Wetenschappers konden niet vrijuit kritiek leveren op gaswinning Groningen
Wetenschappers konden niet altijd vrijuit hun mening geven over de gasboringen in Groningen. ‘Dat was geen vrijblijvend onderwerp’, zei geoloog Hans Roest, voormalig onderzoeker en docent aan de TU Delft, tegen de parlementaire enquêtecommissie die onderzoek doet naar de gang van zaken rond de aardgaswinning.
Den Haag
Roest verzette zich jarenlang tegen de gangbare opvatting dat de gaswinning in Groningen niet zou leiden tot aardbevingen met grote structurele schade aan gebouwen tot gevolg. ‘In feite was ik een soort klokkenluider’, aldus de wetenschapper. En dat moest hij niet te hard doen ‘omdat je anders de klepel terug zou kunnen krijgen’.
Hoewel Roest zich door de TU Delft ‘altijd wel gesteund gevoeld’ heeft, weet hij dat er over zijn werk wel veel zorgen en discussies waren. ‘Er waren goede contacten met de Shell en de NAM’, die de universiteit niet op het spel wilde zetten. Ook de subsidiëring van onderzoek door de NAM zou in het geding zijn geweest. Een oud-collega van Roest gebruikte daarbij het woord strafkorting.
Over deze kwesties is volgens geoloog Roest halverwege de jaren 90 ‘druk gesproken’ binnen de faculteitsraad. Hij baseert dat overigens op gesprekken met oud-collega’s. ‘De notulen zijn helaas allemaal kwijt.’ Al met al was er ‘best veel spanning’, aldus Roest. Het ontbrak volgens hem jarenlang aan een ‘onafhankelijke kennisagenda’ waarin ruimte was voor ‘hoor en wederhoor en verschillende ideeën’.
parallelle wetgeving
In 2001 verruilde Roest de TU Delft voor het Staatstoezicht op de Mijnen (SodM). Hij kwam erachter dat ook in die wereld voor Groningen aparte regels golden. Zo stuitte hij vaak op afspraken tussen de NAM en de rijksoverheid waar de toezichthouder buiten werd gehouden. ‘Er was een parallelle wetgeving die tot absurde situaties op het gebied van de veiligheid leidde.’

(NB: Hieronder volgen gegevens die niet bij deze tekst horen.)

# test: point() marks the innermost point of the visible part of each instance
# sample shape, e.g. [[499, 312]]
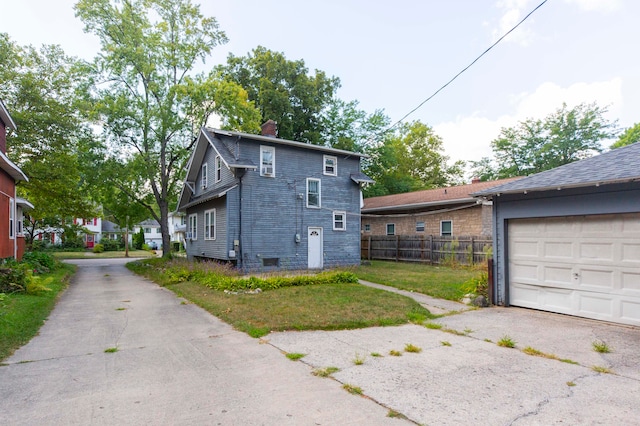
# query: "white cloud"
[[469, 138], [597, 5], [513, 12]]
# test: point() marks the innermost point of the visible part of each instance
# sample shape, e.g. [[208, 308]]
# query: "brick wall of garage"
[[470, 221]]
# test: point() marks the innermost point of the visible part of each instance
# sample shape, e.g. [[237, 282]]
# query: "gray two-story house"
[[266, 203]]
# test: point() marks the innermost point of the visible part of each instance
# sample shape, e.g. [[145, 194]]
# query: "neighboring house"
[[94, 230], [567, 240], [152, 233], [11, 207], [267, 203], [112, 231], [450, 211]]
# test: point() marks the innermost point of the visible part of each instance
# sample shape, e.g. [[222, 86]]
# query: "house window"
[[446, 228], [218, 168], [330, 165], [391, 229], [267, 161], [204, 176], [12, 212], [210, 224], [339, 221], [193, 227], [313, 193]]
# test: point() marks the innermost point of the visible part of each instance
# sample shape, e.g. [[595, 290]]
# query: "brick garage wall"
[[471, 221]]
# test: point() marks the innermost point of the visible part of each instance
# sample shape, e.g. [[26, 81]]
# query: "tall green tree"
[[410, 159], [46, 92], [150, 102], [284, 91], [628, 136], [344, 126], [534, 145]]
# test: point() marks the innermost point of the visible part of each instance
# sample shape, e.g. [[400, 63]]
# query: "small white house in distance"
[[152, 233]]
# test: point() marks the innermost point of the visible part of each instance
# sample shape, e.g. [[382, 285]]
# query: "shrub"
[[39, 262]]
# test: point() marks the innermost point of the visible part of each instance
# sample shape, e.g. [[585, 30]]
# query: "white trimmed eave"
[[13, 170]]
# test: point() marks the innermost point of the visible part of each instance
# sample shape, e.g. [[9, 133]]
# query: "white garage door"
[[587, 266]]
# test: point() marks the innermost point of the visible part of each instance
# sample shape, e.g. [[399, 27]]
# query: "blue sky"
[[393, 55]]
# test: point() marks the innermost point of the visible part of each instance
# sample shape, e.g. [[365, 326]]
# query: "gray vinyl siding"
[[274, 209], [605, 199]]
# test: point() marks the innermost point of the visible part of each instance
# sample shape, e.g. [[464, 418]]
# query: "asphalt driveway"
[[176, 364]]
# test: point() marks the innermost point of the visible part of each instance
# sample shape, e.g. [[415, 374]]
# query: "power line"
[[466, 68]]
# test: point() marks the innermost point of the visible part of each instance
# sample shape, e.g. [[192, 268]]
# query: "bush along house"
[[265, 203]]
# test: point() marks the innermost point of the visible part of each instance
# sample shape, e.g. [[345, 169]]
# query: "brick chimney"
[[270, 128]]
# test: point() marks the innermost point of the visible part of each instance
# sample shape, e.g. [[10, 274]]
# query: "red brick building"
[[11, 238], [447, 211]]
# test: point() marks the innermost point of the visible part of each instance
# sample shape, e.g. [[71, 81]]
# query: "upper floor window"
[[218, 168], [204, 176], [193, 227], [330, 165], [313, 193], [339, 221], [446, 228], [210, 224], [267, 161]]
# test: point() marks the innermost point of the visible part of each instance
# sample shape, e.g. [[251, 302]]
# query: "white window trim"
[[441, 222], [209, 213], [193, 226], [319, 193], [263, 170], [12, 217], [324, 165], [218, 167], [204, 178], [344, 220], [386, 228]]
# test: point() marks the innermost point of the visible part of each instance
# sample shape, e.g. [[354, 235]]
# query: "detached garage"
[[568, 240]]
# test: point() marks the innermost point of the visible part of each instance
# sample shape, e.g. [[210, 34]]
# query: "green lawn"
[[22, 315], [305, 307], [437, 281], [103, 255]]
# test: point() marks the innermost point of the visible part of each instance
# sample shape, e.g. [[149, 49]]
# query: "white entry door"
[[315, 248]]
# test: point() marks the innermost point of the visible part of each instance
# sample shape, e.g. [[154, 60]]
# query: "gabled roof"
[[213, 138], [5, 117], [615, 166], [430, 197], [13, 170]]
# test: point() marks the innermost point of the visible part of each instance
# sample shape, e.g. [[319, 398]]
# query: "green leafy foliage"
[[534, 145]]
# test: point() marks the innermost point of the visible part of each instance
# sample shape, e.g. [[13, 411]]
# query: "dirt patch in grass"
[[437, 281]]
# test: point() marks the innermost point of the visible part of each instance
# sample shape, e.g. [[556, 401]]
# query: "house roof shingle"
[[418, 199], [618, 165]]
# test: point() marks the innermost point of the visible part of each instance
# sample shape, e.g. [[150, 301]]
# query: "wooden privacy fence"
[[426, 248]]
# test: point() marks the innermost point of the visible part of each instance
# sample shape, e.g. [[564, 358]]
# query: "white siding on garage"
[[587, 266]]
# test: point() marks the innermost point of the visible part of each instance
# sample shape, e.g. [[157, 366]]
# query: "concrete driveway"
[[176, 364]]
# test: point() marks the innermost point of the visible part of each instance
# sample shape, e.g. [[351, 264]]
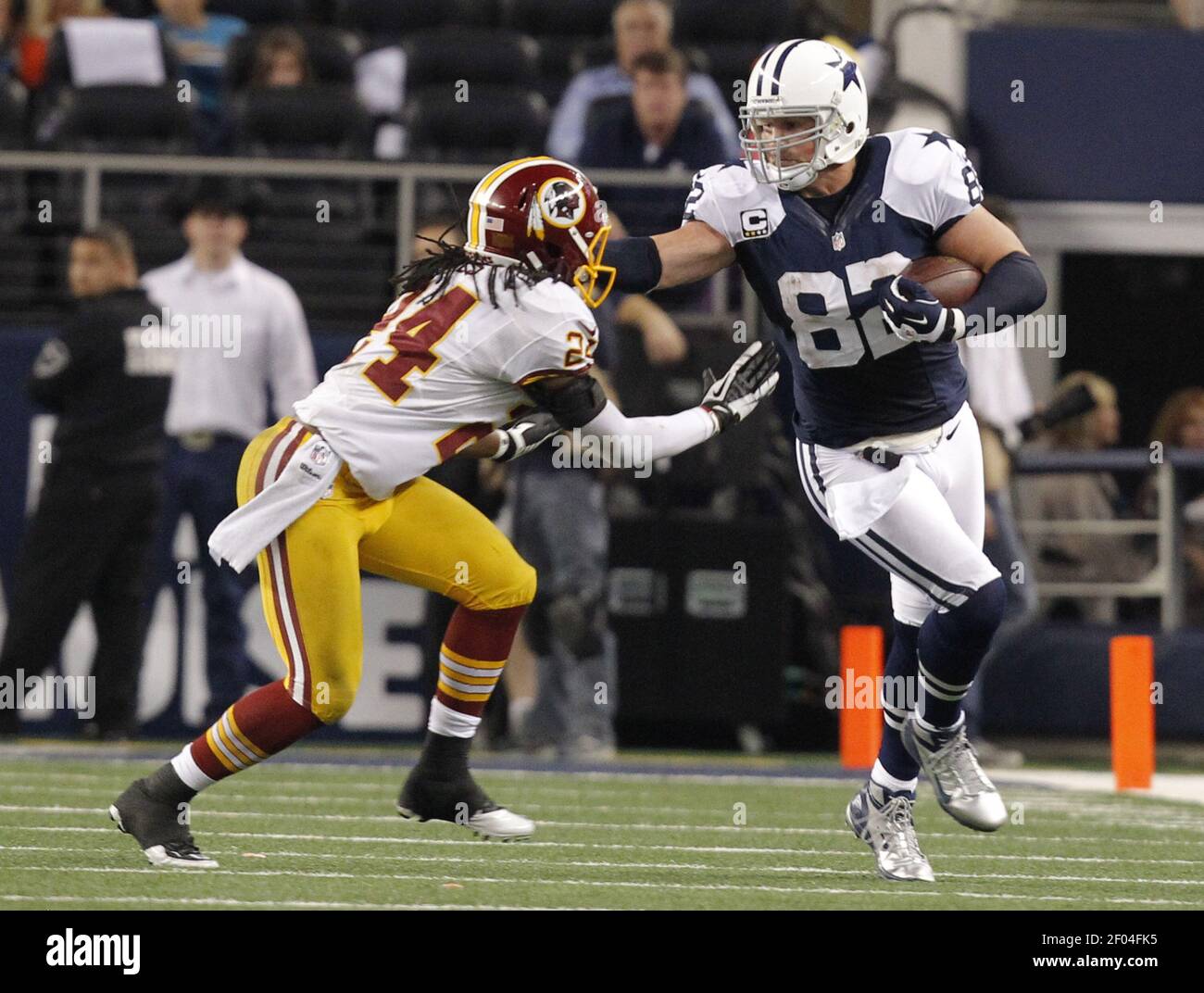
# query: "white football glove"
[[749, 379], [914, 314]]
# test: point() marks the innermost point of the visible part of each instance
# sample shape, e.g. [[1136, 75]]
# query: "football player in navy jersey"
[[821, 218]]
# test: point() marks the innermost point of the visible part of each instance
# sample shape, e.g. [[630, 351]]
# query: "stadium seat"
[[123, 119], [496, 123], [12, 182], [729, 61], [332, 53], [12, 118], [560, 17], [600, 51], [483, 58], [383, 20], [306, 121], [761, 23], [58, 63], [260, 11]]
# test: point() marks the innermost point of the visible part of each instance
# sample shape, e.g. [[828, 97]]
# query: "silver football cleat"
[[962, 788], [501, 824], [495, 824], [886, 824]]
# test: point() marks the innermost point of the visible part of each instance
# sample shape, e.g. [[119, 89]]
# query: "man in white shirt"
[[239, 330], [639, 27]]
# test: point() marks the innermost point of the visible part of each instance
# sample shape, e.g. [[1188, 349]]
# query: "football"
[[951, 281]]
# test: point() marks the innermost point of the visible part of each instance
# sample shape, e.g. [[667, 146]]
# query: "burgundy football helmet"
[[546, 213]]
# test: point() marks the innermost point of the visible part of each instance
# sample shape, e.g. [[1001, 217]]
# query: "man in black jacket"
[[107, 377]]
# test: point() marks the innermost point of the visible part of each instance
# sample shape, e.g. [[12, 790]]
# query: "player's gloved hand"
[[524, 434], [914, 314], [749, 379]]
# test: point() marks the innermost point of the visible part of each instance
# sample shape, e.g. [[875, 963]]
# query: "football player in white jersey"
[[497, 333], [822, 217]]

Roest wist dat hij van het ministerie van Economische Zaken weinig hoefde te verwachten. Daar heerste ‘een heel zwakke veiligheidscultuur’, zei hij. Dat bleek wat hem betreft ook al uit de manier waarop besloten werd een ondergrondse CO2-opslag te realiseren onder de woonwijk Carnisselande in Barendrecht, een plan waardoor uiteindelijk toch een streep werd gezet.